GNOME Bugzilla – Bug 346923
unable to find room for a tile
Last modified: 2008-01-15 14:07:21 UTC
System: x86_64-sun-solaris2.10 Compiler: Sun Studio 11 gimp CFLAGS: -Xa -xO2 -xstrconst -mt -KPIC -xtarget=native -xarch=amd64 Some of the relevant prerequisites I installed before the gimp: cairo-1.0.4 freetype-2.1.10 glib-2.10.2 gtk+-2.8.19 libXft-2.1.10 pango-1.12.2 Please let me know if you need information on additional packages. Problem: built gimp from 2.3.10 source (as a 64 bit executable), ran the gimp, and tried Xtns->Logos->Alien Glow (with all default parameters). While "Blending" is displayed in the progress bar and "gimp-edit-blend" is displayed below the progress bar, I get literally thousands of the following message to the xterm that I started the gimp from: (gimp:3936): Gimp-Base-WARNING **: cache: unable to find room for a tile In addition, if the window containing the resulting logo is obscured (covered by an xterm or hidden when I switch to different workspace in my window manager) and then exposed, I get dozens more of the same message. If I quit gimp and discard the new image, when the gimp exits I see: (gimp:3936): Gimp-Base-WARNING **: tile ref count balance: 27 I've repeated this test several times now, and about a third of the time the image looks as I would expect (ALIEN surrounded by a green glow), but the majority of the time sections of the image are out of place. I have a copy of the XCF from one of these, if you need it.

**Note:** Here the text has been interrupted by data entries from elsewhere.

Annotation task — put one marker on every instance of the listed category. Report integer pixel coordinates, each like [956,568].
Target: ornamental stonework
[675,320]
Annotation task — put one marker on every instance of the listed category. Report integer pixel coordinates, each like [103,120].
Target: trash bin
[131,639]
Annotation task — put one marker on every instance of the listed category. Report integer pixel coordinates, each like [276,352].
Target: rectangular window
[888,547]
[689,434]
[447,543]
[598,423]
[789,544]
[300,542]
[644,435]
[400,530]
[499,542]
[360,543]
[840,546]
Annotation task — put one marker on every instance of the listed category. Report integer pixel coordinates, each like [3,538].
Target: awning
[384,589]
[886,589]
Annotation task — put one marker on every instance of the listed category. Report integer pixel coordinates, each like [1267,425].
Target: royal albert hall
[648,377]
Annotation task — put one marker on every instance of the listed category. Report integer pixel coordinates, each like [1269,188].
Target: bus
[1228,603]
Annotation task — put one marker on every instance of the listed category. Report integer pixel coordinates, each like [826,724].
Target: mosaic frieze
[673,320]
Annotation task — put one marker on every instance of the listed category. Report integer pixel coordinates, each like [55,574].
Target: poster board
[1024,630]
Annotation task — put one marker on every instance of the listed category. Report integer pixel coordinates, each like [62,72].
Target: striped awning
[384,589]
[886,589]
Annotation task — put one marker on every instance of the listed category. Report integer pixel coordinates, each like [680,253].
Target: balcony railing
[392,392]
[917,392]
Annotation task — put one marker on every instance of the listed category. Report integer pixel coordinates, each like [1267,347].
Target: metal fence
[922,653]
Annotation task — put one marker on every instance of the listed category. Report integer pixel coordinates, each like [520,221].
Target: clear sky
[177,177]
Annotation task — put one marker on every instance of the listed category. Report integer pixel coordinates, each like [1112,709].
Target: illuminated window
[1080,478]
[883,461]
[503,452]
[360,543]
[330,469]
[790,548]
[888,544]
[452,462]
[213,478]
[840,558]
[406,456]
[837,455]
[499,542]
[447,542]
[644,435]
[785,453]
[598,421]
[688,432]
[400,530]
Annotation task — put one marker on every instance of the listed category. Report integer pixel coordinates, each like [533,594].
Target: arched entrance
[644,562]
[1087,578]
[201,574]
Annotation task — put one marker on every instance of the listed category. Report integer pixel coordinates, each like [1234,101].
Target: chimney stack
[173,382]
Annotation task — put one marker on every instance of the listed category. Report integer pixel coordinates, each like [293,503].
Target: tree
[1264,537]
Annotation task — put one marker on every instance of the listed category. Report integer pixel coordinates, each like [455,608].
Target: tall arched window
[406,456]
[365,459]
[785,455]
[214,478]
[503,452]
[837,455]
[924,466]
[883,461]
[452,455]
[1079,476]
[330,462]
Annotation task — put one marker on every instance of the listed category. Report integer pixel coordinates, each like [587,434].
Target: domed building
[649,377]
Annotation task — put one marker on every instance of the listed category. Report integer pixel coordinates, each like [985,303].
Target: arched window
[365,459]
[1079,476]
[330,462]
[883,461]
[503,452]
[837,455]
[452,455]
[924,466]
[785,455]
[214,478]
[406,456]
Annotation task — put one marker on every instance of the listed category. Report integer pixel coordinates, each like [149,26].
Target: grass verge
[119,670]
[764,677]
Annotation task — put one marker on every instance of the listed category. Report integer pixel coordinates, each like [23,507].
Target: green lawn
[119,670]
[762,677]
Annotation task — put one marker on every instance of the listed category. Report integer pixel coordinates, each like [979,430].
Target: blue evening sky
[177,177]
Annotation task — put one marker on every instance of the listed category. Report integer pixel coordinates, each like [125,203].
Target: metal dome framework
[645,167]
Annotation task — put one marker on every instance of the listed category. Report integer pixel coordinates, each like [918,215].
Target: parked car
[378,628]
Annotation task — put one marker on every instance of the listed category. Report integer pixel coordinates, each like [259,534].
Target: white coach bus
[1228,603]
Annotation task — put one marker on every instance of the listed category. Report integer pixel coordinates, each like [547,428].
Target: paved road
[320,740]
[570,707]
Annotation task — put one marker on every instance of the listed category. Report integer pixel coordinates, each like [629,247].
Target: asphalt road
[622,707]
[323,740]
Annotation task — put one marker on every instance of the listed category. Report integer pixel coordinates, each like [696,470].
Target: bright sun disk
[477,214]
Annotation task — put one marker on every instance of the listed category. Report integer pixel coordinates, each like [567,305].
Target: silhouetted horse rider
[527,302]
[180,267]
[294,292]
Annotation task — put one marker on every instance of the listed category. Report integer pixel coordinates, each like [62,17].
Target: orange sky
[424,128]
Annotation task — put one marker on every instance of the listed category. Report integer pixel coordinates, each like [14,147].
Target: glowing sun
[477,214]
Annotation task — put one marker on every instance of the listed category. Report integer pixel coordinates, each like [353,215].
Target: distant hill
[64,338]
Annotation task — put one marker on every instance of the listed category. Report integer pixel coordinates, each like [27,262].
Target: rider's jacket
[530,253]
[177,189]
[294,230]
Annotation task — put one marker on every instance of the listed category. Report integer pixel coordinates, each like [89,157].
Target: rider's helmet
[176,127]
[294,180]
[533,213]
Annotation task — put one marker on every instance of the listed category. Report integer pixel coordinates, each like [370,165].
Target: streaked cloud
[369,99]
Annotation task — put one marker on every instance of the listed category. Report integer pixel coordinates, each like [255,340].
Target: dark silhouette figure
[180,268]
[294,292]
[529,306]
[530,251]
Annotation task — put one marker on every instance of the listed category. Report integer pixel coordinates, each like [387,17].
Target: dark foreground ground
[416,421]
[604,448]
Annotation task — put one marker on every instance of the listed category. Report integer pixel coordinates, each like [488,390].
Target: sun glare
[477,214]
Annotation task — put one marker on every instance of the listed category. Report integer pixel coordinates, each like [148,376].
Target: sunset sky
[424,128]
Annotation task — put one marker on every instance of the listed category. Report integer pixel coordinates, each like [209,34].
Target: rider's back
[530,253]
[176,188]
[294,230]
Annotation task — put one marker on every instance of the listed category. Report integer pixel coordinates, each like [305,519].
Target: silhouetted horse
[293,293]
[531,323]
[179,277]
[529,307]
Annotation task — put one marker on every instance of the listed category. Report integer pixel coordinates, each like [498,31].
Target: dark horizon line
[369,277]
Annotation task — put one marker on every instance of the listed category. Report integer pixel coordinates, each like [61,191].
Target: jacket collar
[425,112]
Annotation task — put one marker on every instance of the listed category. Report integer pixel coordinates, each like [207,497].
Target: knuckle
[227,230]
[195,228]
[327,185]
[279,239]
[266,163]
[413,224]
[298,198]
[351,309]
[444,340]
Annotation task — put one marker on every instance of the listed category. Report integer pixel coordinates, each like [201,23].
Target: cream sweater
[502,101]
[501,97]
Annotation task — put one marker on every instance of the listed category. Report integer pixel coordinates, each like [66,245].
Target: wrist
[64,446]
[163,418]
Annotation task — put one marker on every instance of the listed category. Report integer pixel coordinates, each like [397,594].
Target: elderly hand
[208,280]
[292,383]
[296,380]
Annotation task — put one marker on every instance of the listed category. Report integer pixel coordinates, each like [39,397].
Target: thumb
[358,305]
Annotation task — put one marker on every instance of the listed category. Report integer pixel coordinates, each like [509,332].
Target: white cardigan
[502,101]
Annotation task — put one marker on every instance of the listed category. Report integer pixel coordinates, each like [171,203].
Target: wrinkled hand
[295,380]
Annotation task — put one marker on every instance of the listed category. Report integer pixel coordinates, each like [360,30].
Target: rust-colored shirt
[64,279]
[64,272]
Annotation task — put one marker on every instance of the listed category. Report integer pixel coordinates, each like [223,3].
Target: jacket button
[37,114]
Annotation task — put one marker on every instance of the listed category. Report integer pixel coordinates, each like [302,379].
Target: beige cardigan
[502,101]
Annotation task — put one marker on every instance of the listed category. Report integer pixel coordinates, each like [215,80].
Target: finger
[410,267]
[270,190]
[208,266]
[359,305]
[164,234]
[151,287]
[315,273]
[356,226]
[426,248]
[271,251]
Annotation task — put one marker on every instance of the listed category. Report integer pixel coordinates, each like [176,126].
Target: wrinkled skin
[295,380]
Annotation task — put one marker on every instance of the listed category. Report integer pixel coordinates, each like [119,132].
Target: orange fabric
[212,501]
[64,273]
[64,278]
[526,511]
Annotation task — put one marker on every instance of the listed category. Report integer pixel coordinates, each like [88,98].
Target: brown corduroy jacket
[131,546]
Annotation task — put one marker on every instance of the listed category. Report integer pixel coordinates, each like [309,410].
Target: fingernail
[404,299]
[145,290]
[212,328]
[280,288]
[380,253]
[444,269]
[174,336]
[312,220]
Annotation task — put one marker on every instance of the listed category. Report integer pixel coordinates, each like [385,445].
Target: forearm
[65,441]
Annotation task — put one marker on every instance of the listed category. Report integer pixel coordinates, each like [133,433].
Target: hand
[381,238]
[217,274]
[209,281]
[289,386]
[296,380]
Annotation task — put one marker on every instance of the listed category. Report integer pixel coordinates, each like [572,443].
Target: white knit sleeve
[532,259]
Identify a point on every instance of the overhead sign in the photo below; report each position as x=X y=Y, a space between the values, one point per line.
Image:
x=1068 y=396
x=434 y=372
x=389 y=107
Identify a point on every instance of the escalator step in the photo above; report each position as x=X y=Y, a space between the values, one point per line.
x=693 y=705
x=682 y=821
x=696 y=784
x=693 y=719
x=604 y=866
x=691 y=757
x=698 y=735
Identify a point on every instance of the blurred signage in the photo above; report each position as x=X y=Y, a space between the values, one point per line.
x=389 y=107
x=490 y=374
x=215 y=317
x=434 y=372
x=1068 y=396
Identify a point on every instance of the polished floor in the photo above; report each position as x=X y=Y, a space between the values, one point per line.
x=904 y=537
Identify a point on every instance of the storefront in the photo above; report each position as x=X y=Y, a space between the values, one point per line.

Your harddisk is full. We probably should detect this and present it with a dialog to the user.
Right.
I have 11 Gig free in /export/home, and I'm the only person on the system (it's my desktop workstation): $/local/gnu/bin/df -h Filesystem Size Used Avail Use% Mounted on /dev/dsk/c2t0d0s0 2.0G 236M 1.7G 13% / swap 2.0G 568K 2.0G 1% /etc/svc/volatile /dev/dsk/c2t0d0s3 16G 2.6G 14G 17% /usr /usr/lib/libc/libc_hwcap2.so.1 16G 2.6G 14G 17% /lib/libc.so.1 /dev/dsk/c2t0d0s4 7.9G 1.3G 6.6G 17% /var swap 2.3G 237M 2.0G 11% /tmp swap 2.0G 28K 2.0G 1% /var/run /dev/dsk/c2t0d0s6 20G 11G 9.1G 54% /local /dev/dsk/c2t0d0s5 4.0G 1.3G 2.7G 31% /opt /dev/dsk/c2t0d0s7 17G 5.2G 11G 32% /export/home
The actual error message that occurs when pushing tiles to the swap file failes is "unable to write tile data to disk". This would be followed by the warning "unable to find room for a tile". The error handling and error messages of the tile code can definitely be improved. Tim, did you get such a warning? Can you please check your config and verify that your swap folder exists and is writable?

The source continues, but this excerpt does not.